ゆっくりと受話器を戻して病院の廊下を歩く。
目撃された彼の様子はやはり少し可笑しかったそうだ。真夜中のサーカスの天幕の中、アルレッキーノと最後まで一緒に居たことは知っているけれど。
無事に逃げていると信じていた。
いえ、そう信じたかったというべきですね。おそらく唐倶利武者はフェイスレスによって改造を受けているという最悪の事態を頭の隅に追いやる。
「…………唐倶利武者?」
カラカラと車輪の回る音が聴こえる。
「お命、頂戴致す!」
後ろに振り返ると私の知っている唐倶利武者よりも巨大に変貌し、太郎丸のように改造された二本足の唐倶利武者がいた。車輪の付いた足ではなくヒト型の足だ。
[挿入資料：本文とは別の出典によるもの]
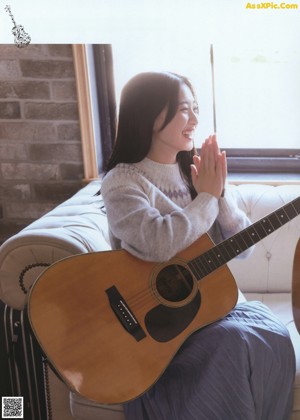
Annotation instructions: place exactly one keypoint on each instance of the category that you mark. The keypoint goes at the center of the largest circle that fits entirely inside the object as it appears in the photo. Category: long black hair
(143, 98)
しかし、足裏にホイールを搭載しているらしく、ローラースケートのように唐倶利武者は駆け出してきた。
「ころばし屋さん、彼を倒しあぐぁッ!?」
「お命頂戴致す」
「あがっ、ごぐっ…ぇ゛あッ?!…」
何の躊躇いもなく一切の加減もなく振り抜かれた刀にコインを切り裂かれ、私は首を掴まれる、ミシミシと絞まる首に苦悶の声を上げ、意識が飛びかける。
────死ぬ。首がおれてっ……!
そう思った次の瞬間、私は冷たい床に叩き落とされ、唐倶利武者の身体が真横に傾き、彼の大きな身体に向かって飛来する大きな背中が見えた。
「命っ、怪我はないか!?」
「おどっ、ざま゛……ッ?」
「貴様、私の娘に何をしようとした!」
そう言って私の事を抱き上げてくれたのはお父様だった。どうして、この病院にお父様が?と困惑しながらも安堵してしまう。
「お命頂戴致す」
「貴様、人形か?……命、少し待っていなさい」
スーツのジャケットを脱ぎ、ネクタイを解いて傷のある右拳に巻き付けるお父様の背中を、ぼんやりと見つめながら「ゼヒュッ…ゼヒュッ…」と気管が歪んでイビツな呼吸音が私の口から聴こえる。
「頂戴致す!」
「噴ッ!!」
唐倶利武者の放つ振り下ろしの刀をお父様はネクタイを巻き付けた右拳によるアッパーカットで柄の部分を殴り潰して唐倶利武者の指を砕く。
ゆっくりと弓なりに右腕が引き絞られる。
「私を誰だと思っている」
───刹那、ミシリと拳が唸った。
「私は才賀善治だ」
ただの大振りのパンチが唐倶利武者の頭部を殴り砕き、見慣れた仮面がひび割れ、唐倶利武者の動きは完全に停止してしまった。
ごめんね、あとで直してあげるから……。
「命、パパに掴まりなさい」
「ばい゛っ」
「ああ、かわいそうに。鈴のような声が」
さっきと違って、また優しいお父様に戻った。
カタカタカタ……!
「ムッ。まだ居るのか!?」
「ぞどへ…ッ」
私は、血を吐きながら外を指差す。